1. What’s unique about snowflake architecture? How snowflake architecture is different from traditional databases (RDBMS like SQL Server, Oracle, My SQL)?
Snowflake is a cloud-based data warehousing platform that enables organizations to store, process, and analyze large volumes of structured and semi-structured data in real time. It differs from traditional data warehousing solutions in that it is built on a scalable, elastic, and multi-cluster architecture that allows it to handle massive data sets with ease using Cloud Computing technologies.
Snowflake has a three-layer architecture
Storage layer => that stores data in hybrid columnar format and saved it in the cloud
Query Processing => Virtual Warehouse to run queries/for compute resources (muscle)
Cloud Services => brain of snowflake architecture coordinates between storage and query processing layers
2. Why go with Snowflake instead of other Cloud Data warehouses like AWS Redshift, Azure Synapse, and Google Big Query?
- Snowflake is available on all cloud platforms like AWS, Azure and GCP (Multi-cloud). Other cloud Data warehouses were restricted to that one cloud example: Redshift will be available in only AWS, and Big Query will be available in GCP.
- Unique features like Data Market place, Data Exchange, Zero Copy Clone, Time travel, Data sharing, Streams for CDC
- Separate Storage and compute costs, Zero Administration/Maintenance (partitioning, data backups, index maintenance, and performance tuning will be taken care of by Snowflake itself).
- No software or hardware is required to be installed or upgraded as Snowflake is SaaS (Software as a service) whereas Synapse and BigQuery are PaaS (Platform as a service)
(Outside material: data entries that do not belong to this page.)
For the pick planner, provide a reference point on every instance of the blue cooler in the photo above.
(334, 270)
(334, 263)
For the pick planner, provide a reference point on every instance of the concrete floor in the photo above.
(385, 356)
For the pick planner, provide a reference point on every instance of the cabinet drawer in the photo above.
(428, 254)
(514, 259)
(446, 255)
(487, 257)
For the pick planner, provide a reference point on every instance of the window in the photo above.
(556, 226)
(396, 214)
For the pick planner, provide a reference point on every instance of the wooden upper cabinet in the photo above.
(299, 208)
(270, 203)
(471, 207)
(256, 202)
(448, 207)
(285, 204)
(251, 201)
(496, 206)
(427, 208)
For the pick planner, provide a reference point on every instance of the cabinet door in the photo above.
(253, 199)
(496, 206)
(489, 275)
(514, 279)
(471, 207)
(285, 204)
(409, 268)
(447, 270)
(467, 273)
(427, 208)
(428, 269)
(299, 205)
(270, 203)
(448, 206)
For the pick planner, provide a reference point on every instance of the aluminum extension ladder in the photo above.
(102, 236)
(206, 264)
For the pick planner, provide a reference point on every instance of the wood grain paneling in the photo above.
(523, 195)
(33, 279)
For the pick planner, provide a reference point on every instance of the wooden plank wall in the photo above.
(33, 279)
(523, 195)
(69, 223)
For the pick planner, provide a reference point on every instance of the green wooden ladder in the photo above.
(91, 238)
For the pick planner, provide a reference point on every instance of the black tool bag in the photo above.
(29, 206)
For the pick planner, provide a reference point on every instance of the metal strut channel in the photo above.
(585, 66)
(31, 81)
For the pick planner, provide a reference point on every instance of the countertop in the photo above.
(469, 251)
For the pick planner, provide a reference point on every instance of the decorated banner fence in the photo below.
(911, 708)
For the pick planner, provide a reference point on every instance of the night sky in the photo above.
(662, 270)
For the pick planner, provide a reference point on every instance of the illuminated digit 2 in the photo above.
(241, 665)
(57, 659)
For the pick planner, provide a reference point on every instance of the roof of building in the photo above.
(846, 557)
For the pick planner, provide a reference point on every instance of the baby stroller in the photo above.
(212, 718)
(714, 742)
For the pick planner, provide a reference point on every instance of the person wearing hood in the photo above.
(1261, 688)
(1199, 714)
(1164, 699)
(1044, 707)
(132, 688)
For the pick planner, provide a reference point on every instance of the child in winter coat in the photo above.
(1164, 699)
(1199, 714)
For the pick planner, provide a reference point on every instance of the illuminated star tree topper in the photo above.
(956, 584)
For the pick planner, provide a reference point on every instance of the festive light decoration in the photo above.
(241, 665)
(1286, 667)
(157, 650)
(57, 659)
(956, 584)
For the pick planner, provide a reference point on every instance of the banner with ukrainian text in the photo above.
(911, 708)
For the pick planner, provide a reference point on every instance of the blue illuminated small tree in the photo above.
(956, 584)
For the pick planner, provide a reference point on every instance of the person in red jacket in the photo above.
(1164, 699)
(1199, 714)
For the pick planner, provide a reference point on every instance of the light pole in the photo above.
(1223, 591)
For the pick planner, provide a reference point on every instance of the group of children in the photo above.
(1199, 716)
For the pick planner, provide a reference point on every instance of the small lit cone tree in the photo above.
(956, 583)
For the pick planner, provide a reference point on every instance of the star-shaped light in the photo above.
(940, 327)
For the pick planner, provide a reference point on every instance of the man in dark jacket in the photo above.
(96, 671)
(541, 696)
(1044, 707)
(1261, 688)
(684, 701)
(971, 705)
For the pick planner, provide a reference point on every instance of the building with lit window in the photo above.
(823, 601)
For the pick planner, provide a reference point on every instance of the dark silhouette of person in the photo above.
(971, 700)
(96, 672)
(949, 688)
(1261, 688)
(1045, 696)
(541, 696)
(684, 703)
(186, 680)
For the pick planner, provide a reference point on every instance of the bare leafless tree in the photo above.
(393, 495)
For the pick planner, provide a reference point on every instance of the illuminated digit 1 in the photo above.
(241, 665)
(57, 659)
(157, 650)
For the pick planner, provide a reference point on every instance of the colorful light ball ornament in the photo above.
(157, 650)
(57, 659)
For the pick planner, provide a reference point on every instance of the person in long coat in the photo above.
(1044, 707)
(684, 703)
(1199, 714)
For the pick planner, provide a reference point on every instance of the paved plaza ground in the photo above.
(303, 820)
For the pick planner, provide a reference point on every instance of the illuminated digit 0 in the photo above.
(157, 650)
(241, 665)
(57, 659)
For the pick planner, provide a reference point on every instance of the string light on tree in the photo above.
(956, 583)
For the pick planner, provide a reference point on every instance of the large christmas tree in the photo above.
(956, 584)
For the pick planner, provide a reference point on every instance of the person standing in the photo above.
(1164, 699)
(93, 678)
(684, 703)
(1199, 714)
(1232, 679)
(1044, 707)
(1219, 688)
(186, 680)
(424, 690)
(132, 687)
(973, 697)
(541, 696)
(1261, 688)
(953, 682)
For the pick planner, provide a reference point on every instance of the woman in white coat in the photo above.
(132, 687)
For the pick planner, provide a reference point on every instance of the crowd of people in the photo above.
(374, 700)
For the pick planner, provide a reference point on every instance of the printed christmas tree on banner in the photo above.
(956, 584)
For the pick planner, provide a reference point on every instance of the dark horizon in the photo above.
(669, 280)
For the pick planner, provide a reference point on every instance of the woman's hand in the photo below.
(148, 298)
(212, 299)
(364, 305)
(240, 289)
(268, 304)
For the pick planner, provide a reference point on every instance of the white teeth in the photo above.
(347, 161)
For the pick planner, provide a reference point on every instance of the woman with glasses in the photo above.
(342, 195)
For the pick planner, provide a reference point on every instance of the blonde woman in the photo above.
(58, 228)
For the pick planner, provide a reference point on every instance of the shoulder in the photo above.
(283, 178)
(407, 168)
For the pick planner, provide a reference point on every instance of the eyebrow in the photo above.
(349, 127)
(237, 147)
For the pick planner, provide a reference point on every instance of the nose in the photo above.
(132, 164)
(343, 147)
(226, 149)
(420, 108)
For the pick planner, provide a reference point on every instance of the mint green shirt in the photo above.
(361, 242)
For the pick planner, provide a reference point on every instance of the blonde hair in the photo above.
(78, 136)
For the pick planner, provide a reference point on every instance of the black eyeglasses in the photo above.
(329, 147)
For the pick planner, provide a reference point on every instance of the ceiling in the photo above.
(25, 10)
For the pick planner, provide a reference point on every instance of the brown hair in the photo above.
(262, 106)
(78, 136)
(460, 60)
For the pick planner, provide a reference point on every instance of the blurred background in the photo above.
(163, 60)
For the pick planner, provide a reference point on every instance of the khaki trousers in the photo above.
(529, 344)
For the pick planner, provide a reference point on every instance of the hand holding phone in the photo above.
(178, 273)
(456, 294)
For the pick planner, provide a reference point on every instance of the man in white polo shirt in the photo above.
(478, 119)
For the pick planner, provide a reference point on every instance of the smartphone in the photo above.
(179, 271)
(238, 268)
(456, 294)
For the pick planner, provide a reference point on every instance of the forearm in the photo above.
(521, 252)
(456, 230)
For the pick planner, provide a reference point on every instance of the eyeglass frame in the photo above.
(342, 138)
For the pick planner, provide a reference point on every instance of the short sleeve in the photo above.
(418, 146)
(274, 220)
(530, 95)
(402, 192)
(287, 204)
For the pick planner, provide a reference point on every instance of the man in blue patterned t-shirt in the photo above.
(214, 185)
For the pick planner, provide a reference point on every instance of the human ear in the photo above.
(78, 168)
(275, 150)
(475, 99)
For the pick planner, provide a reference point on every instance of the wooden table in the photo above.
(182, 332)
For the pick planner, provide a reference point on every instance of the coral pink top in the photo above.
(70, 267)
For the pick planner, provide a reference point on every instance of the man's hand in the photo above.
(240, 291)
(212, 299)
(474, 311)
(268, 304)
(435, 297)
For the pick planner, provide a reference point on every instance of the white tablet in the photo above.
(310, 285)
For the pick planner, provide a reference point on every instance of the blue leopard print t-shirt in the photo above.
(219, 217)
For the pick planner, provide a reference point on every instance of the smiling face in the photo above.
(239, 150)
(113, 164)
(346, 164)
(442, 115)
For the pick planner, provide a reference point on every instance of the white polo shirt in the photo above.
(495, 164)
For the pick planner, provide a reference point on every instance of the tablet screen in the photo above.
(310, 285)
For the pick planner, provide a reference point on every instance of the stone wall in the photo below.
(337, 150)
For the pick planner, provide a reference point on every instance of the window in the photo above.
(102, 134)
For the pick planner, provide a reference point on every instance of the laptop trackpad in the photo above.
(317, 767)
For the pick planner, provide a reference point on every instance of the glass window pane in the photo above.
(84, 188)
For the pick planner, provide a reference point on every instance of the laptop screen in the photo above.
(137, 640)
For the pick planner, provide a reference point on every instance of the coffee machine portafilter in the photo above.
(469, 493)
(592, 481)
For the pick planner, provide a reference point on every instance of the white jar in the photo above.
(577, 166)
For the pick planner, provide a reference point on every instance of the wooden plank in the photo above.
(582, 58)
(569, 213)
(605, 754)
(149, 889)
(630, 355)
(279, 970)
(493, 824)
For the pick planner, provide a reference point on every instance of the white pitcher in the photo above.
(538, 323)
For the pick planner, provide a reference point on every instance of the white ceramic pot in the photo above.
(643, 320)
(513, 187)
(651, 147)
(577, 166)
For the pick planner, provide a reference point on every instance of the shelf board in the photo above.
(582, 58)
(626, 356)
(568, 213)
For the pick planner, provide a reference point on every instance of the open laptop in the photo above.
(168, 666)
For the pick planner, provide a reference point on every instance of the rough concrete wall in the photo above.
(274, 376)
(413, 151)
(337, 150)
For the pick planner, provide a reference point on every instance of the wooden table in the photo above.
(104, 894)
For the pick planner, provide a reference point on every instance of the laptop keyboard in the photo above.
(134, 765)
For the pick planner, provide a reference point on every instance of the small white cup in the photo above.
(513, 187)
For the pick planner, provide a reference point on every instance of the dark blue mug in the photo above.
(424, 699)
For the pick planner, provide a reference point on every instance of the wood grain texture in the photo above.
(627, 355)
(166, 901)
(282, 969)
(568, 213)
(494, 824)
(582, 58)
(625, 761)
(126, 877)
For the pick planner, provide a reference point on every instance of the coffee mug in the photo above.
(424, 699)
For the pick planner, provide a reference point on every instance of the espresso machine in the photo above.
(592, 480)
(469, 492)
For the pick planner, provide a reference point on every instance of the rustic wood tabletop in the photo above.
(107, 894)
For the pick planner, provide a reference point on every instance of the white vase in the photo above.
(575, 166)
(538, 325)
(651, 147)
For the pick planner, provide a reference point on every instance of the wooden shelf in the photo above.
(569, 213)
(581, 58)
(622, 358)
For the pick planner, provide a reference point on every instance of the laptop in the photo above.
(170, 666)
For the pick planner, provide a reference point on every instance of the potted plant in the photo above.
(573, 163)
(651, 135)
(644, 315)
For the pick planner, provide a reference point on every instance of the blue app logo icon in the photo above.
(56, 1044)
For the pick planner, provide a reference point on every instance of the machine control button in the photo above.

3. What is Virtual Warehouse?
To perform any operations, we require resources. In Snowflake, these resources are called virtual warehouses.
A virtual warehouse is a cluster of compute nodes/machines
A cluster is a group of nodes/machines connected together
Compute Resources is a combination of CPU + Memory+ Temporary storage
4. Different sizes of warehouses?
XS(1) will have one compute node/machines
S(2) will have 2 compute nodes, M(4), L(8), XL(16), 2XL(32), 3XL(64), 4XL(128) — generally available
5XL(256) and 6 XL(512) are in preview state
5. When we create a warehouse from UI, What is the default warehouse size?
XL(16) is the default warehouse size when created from UI
6. When we create a warehouse in the worksheet, what is the default warehouse size?
XS(1) is the default warehouse size when created in a worksheet
7. What is the default Auto suspend time in a Warehouse?
10 minutes is the default auto-suspend time in a warehouse
8. What is Auto Resume in Virtual Warehouse?
If the warehouse is in a suspended state and if we set Auto Resume as true then as soon as a query is run using this warehouse it will automatically get resumed
9. Can we increase or decrease the warehouse size at any time?
Yes, on the fly (instantly) it will get resized
10. What will happen to already running queries if we resize the warehouse?
Already running queries will still use the old warehouse size but subsequent queries in the queue will run with the resized warehouse
11. Can we start or stop the warehouse at any time?
Yes, suspend will stop it and resume will start it again
12. What is the difference between scale-up and scale-out in the warehouse?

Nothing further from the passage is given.